Cosa offrono gli ospedali di base?
I presidi ospedalieri di base si rivolgono a un bacino che varia tra gli 80mila e 150mila abitanti, sono dotati di pronto soccorso e garantiscono la medicina interna, la chirurgia generale, l’ortopedia, l’anestesia e i servizi di supporto in rete di guardia attiva o di reperibilità h24 di radiologia, laboratorio, emoteca. Sono anche strutturati per offrire i posti di «osservazione breve intensiva». In Sicilia saranno in tutto 16 ospedali: Partinico, Termini Imerese, Alcamo, Castelvetrano, Mazara del Vallo, Biancavilla, Paternò, Modica-Scicli, Lentini, Canicattì, Licata, Piazza Armerina, Nicosia, Patti, Sant’Agata di Militello e i riuniti Bonino Pulejo-Piemonte.

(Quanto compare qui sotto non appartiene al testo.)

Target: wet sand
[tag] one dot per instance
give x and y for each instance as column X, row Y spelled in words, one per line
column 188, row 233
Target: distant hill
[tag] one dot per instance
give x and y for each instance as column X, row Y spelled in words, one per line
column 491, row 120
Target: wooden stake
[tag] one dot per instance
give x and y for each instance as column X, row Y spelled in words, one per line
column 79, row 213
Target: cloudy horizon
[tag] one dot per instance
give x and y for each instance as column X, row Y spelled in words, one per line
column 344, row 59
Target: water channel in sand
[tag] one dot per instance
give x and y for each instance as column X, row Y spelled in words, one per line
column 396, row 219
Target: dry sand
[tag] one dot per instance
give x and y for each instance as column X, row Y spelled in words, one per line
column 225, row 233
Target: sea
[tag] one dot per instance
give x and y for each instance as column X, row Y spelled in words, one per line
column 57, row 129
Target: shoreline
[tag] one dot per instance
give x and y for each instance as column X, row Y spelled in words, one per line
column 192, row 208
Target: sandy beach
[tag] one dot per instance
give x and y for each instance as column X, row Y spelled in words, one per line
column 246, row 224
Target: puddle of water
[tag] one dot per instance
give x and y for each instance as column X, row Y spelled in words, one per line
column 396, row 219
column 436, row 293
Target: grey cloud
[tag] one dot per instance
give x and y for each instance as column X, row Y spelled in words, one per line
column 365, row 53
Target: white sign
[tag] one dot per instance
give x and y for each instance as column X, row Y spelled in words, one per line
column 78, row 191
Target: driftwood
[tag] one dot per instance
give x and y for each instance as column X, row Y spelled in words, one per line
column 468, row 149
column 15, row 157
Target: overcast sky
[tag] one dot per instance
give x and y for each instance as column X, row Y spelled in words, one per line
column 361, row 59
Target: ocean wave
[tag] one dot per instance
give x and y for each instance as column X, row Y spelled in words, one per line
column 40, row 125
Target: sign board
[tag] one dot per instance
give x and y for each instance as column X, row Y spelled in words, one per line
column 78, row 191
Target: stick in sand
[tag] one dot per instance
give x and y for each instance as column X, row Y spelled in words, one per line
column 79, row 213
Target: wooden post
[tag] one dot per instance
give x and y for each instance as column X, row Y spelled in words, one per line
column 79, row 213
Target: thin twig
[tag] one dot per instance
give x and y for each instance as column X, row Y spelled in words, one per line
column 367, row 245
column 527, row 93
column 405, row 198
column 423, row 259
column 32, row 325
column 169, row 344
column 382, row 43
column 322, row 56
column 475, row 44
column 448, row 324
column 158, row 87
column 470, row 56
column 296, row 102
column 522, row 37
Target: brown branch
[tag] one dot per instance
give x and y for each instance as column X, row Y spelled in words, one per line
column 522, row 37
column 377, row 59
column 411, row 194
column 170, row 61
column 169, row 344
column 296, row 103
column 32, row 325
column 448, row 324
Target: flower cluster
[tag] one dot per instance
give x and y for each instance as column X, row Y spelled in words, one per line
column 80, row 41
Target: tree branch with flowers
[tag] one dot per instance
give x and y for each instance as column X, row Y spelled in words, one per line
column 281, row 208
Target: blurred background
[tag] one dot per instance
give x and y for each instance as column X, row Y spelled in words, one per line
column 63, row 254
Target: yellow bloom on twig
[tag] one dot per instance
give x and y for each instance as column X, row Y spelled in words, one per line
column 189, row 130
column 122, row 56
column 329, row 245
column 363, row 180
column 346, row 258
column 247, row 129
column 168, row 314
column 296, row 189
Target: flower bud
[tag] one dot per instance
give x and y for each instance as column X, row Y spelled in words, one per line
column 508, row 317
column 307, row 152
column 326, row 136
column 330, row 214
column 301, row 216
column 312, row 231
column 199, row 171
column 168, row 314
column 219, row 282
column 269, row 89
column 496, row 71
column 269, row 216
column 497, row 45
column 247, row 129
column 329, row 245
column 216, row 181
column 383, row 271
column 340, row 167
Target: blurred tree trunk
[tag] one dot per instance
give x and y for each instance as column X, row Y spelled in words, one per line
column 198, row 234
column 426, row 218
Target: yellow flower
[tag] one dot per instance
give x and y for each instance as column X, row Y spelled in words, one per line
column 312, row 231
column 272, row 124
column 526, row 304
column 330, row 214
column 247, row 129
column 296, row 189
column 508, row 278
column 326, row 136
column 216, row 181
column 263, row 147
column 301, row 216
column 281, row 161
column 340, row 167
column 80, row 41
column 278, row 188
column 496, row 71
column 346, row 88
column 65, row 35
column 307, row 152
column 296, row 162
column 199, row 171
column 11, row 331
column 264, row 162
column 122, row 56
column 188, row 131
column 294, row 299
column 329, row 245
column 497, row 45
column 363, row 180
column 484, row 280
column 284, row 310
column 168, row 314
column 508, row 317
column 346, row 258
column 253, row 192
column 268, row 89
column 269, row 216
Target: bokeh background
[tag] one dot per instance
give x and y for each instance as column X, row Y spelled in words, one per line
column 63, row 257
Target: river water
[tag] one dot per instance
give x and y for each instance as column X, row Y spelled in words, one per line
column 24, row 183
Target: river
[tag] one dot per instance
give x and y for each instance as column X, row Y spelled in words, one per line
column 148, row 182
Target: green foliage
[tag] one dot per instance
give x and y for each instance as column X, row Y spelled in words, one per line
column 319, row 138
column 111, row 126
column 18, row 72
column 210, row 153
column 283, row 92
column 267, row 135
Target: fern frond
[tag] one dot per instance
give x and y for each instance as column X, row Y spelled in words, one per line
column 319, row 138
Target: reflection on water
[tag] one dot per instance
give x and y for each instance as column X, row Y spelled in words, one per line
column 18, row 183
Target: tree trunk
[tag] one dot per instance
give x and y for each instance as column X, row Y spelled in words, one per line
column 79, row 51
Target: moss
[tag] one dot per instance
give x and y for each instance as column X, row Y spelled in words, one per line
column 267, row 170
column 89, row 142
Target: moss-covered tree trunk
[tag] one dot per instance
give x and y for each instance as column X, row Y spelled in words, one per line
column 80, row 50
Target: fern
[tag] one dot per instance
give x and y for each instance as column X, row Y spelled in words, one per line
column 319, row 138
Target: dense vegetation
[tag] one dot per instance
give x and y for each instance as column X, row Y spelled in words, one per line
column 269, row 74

Cosa succederà ai presidi delle aree disagiate?
Il decreto Balduzzi prevede la possibilità di mantenere i presidi ospedalieri in zone montane o nelle isole minori, anche con un bacino inferiore agli 80mila abitanti. In questo caso le strutture garantiscono l’attività di pronto soccorso e i necessari servizi di supporto, dalla medicina interna alla chirurgia generale ridotta. In queste strutture sarà possibile eseguire indagini radiologiche per le quali è prevista la trasmissione delle immagini al centro Hub o Spoke più vicino. In Sicilia saranno Corleone, Petralia, Pantelleria, Lipari, Mistretta, Mussomeli, Mazzarino, Leonforte, Bronte, Militello. L’assessorato regionale ha inoltre previsto di salvare due strutture che si trovano in «zone ad alto rischio ambientale»: si tratta dei presidi ospedalieri di Niscemi e Augusta. Una definizione che è una novità assoluta nel dibattito sulla rete sanitaria.

Resta ancora da capire come verranno suddivisi i reparti nelle varie strutture ospedaliere, quadro indispensabile che sarà chiaro dopo il via libera del ministero.